La catégorie suivante concerne les
rencontres rapprochées avec effets physiques. Hynek liste comme les plus
courantes globalement observées les interférences avec le démarrage
d'automobiles, les phares et la radio lorsque l'objet est à relativement
proche. Il décrit de nombreux exemples, dont 1 implique de 7 cas de
mise hors-service de voitures distinctes avec rétablissement automatique
intervenant dans les 2 h. Le nombre moyen de témoins par cas est de 4,0
dans ce groupe, mais le pourcentage d'observateur techniquement formés
est inférieur à celui du groupe précédent (13 %).
Enfin, Hynek
arrive au plus étrange aspect des phénomènes ovnis - aux rencontres
rapprochées avec "occupants." Il défend sa décision de ne pas écarter
les rencontres d'occupants par 2 arquments. D'abord, elles sont trop
nombreuses (plus de 300); et ensuite, il considère qu'on ne peut
subdiviser le phénomène ovni, en acceptant certaines parties et en
rejetant d'autres. Néanmoins, après une description approfondie de ce
groupe d'observations déroutantes, Hynek conclut qu'il préfère laisser
reposer le problème ovni sur les prototypes des 5 premières
catégories... en gardant toujours à l'esprit qu'il pourra être découvert
que les cas humanoïdes sont la clé de du problème dans son ensemble. On
doit lire ce chapitre pour comprendre le dilemne de l'auteur.
Dans
la 3ème partie du livre, Hynek takes severe issue with l'étude sur les
ovnis de l'Air Force ("Blue Book") et le projet de l'Université du
Colorado (projet Condon), y compris son approbation par l'Académie
Nationale des Sciences. Il retrace l'histoire et les approches prises
par ces études et les tient pour responsables du discrédit et du
ridicule dont le problème ovni a souffert dans la communauté
scientifique et de l'ingéniérie. Son principal reproche à l'étude de
l'Air Force est l'incompétence, that against the Condon study prejudice
et l'absence de concept scientifique valide. Hynek fait la remarque
importante qu'une observation ne devrait être définie comme ovni que si
elle reste inexpliquées après un examen technique sévère, alors qu'à son
avis l'étude Condon ne requiert que l'observateur l'ait trouvée
inexplicable - induisant ainsi beaucoup d'effort dépensé sur des cas
sans intérêt.
Dans son dernier chapitre, Hynek suggère un nouveau
départ pour l'ensemble du problème ovni. Il recommande une approche
statistique afin de définir les paramètres du phénomène. Cela implique
un traitement informatisé des données et un accord international sur les
formats et le codage. Il propose un "institut" pour l'étude du
phénomène ovni qui éliminerait l'approche actuelle strictement privée.

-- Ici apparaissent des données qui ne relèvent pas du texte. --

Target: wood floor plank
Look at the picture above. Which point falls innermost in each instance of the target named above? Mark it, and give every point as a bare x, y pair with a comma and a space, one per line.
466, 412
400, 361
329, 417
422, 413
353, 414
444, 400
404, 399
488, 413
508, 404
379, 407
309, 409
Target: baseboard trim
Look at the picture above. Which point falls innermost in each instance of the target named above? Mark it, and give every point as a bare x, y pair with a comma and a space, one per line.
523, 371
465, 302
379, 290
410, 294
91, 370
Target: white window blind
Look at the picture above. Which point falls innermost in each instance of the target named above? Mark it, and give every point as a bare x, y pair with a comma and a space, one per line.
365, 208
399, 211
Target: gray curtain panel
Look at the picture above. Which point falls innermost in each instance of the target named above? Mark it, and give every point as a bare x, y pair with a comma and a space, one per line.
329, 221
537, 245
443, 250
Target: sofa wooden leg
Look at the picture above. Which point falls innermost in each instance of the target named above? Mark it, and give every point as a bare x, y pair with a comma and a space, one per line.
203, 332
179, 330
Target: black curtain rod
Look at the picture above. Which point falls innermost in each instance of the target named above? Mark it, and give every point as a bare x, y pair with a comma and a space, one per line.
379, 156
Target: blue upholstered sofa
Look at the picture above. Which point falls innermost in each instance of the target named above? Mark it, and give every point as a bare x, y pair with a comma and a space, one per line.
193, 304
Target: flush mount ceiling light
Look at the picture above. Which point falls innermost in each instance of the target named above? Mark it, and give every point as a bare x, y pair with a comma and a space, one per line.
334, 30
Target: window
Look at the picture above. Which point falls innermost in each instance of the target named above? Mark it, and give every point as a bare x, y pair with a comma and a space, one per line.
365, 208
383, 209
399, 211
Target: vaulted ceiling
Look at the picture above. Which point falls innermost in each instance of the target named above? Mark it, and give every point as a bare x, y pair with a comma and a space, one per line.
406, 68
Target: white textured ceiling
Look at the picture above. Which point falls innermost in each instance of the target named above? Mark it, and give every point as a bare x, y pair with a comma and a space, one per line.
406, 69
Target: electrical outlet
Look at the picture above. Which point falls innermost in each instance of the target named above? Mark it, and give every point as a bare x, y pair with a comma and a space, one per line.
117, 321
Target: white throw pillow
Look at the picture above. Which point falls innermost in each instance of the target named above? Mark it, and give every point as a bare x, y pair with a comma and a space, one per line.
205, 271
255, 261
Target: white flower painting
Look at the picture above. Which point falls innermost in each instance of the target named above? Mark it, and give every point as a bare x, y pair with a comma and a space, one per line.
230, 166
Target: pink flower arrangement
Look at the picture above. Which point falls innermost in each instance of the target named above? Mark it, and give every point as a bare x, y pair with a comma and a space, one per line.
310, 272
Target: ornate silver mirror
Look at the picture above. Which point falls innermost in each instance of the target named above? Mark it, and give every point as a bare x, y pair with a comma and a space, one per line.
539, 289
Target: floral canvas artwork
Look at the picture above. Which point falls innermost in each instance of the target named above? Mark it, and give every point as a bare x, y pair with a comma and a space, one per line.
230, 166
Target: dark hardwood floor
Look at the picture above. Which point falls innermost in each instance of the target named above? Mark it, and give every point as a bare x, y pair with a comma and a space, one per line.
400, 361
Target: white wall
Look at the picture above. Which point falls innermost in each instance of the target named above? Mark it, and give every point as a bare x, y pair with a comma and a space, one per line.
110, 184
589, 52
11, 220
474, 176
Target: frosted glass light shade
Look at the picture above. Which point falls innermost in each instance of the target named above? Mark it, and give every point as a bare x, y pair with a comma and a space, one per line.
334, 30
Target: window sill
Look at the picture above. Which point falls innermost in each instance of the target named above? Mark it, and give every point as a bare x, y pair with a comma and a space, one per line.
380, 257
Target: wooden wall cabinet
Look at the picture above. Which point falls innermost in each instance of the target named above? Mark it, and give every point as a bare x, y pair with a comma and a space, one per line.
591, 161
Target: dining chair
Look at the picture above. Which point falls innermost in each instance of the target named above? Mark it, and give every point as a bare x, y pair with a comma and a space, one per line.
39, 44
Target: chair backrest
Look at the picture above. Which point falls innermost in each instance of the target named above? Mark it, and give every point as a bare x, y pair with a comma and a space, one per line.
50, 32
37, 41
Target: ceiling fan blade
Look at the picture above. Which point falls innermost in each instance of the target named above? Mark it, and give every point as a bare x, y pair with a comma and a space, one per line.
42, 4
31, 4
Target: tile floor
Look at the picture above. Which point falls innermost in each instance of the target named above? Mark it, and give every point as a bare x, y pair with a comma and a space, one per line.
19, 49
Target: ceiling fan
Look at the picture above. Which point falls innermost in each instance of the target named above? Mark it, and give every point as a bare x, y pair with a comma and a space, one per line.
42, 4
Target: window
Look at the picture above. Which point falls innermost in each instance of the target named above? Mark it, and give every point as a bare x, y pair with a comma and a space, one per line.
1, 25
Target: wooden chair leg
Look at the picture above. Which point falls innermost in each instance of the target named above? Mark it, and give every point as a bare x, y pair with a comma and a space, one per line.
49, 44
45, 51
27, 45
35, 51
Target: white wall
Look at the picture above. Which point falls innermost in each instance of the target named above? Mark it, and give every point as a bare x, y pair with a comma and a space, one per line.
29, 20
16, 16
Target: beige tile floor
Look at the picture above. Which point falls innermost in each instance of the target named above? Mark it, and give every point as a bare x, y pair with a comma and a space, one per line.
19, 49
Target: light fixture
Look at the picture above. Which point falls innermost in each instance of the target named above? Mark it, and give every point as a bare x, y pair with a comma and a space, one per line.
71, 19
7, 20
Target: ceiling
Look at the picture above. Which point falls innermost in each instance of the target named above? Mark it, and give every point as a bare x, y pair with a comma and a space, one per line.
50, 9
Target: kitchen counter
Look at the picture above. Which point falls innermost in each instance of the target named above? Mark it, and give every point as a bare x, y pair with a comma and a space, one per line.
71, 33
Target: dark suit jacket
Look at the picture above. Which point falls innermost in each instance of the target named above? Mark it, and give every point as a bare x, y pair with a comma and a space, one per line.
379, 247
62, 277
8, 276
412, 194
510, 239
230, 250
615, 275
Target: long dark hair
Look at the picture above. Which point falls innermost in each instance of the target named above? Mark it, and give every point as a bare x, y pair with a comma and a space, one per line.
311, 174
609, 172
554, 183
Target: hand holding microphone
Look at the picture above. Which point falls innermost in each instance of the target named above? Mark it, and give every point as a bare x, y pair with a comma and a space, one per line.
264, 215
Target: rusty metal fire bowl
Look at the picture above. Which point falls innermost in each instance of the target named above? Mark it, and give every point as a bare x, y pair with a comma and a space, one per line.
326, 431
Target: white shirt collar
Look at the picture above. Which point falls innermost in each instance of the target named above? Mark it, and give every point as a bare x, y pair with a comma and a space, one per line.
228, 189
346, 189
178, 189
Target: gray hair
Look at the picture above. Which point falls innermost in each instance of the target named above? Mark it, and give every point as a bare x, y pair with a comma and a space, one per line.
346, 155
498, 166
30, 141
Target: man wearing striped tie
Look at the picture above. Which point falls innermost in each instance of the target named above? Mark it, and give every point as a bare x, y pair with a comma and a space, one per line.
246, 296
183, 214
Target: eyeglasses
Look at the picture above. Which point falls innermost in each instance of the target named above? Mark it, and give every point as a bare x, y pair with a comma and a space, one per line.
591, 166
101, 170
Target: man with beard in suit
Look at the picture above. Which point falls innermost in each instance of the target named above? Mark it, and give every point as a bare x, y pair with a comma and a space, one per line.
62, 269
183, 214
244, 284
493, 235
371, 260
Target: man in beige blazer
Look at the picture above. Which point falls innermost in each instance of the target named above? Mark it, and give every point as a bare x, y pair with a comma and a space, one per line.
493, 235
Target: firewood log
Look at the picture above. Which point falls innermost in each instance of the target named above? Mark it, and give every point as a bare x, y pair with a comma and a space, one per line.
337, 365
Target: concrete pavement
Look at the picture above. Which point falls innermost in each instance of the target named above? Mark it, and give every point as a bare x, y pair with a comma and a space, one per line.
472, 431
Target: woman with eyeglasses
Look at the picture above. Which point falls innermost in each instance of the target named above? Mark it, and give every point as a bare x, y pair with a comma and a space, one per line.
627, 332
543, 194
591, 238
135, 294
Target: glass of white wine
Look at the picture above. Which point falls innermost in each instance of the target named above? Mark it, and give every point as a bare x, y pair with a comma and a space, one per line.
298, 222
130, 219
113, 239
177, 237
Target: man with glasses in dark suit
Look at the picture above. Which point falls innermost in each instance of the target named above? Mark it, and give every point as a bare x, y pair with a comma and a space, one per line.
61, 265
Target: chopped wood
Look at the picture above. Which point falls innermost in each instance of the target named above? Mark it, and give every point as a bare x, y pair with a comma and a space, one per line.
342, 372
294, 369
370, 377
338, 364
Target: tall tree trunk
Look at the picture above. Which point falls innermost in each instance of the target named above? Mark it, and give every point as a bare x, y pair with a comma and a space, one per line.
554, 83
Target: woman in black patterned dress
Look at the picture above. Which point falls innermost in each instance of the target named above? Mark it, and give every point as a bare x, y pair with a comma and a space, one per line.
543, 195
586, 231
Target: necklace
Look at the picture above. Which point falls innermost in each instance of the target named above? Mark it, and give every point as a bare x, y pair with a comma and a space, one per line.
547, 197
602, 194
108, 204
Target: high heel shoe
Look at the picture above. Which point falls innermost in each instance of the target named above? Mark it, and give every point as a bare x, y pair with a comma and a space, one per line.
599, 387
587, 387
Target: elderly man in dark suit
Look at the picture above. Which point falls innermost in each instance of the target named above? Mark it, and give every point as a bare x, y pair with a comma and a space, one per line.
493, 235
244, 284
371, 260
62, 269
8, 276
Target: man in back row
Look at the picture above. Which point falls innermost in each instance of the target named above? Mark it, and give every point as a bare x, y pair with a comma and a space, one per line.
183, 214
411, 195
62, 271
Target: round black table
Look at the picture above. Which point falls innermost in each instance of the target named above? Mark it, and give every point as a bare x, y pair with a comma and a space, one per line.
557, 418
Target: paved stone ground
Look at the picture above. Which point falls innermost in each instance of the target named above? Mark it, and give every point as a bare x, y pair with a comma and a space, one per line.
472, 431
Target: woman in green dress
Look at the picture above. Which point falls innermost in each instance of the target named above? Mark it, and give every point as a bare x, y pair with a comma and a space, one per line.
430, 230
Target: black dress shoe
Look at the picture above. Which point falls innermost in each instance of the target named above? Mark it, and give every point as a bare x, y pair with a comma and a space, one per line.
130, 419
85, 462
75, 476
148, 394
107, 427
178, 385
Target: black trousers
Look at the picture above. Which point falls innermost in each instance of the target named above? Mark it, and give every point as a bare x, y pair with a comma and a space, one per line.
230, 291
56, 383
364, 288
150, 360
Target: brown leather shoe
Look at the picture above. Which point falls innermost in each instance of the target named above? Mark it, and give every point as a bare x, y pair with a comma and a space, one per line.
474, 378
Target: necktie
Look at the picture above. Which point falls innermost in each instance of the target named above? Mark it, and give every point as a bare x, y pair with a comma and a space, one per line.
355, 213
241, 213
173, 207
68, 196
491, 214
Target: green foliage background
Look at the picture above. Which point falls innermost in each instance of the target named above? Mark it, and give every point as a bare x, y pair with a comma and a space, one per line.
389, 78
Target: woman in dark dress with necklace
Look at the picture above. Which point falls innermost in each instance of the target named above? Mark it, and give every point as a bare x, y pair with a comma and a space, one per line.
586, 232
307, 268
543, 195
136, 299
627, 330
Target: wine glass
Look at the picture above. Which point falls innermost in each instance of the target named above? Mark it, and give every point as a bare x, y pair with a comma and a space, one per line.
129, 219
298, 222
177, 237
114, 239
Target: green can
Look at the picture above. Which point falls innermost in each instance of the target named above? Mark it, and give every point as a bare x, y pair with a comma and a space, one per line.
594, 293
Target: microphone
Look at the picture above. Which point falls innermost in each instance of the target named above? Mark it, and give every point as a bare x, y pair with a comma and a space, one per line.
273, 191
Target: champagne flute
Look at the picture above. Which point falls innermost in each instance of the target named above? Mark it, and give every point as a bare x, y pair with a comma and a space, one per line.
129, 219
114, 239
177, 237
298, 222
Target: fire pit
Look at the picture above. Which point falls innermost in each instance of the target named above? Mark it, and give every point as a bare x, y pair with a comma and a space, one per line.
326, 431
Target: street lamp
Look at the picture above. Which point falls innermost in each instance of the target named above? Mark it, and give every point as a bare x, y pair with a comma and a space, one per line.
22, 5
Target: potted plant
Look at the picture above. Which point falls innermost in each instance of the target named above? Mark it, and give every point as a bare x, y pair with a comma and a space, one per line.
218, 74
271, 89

Il servirait de point focal national ou international pour la collecte
des données et de rapports. Le périmètre d'un d'un institut dépendrait
des fonds et du temps disponible pour son équipe.
The UFO
Experience représente sans nul doute la meilleure et la plus objective
des introductions disponibles sur le problème ovni. Certains lecteurs
seront déçus de ne pas y trouver une véritable "enquête scientifique",
comme le suggère le titre du livre. Mais une telle enquête nécessiterait
des efforts multidisciplinaires et des ressources considerable non
accessibles à un scientifique privé. Peut-être aurait-il été préférable
que Hynek omette ce sous-titre. Egalement, le traitement du problème de
probabilité en chapitre 7 me semble faible. Des survols mineurs dans le
livre présentent quelques problèmes ; par exemple, le "tableau
probabilité-étrangeté" ne portant aucune légende et semblant incohérent
avec le texte en Annexe 1. Ces imperfections peuvent et seront sans nul
doute corrigées dans les éditions à venir.
Je vois le livre de
Hynek comme un travail courageux rédigé par un scientifique respecté qui
admet avoir changé d'avis et considère présenter un problème
scientifique important et non résolu. Il ne fait pas de doute que Hynek
sera critiqué par ceux qui considère le problème ovni comme "non
existant". Un lecteur objectif devrait trouver la richesse
d'informations contenue dans ce livre difficile à ignorer. Le même may
hold for the international scientific and engineering community. Le
livre de Hynek, d'ailleurs, a été traduit en plusieurs langues.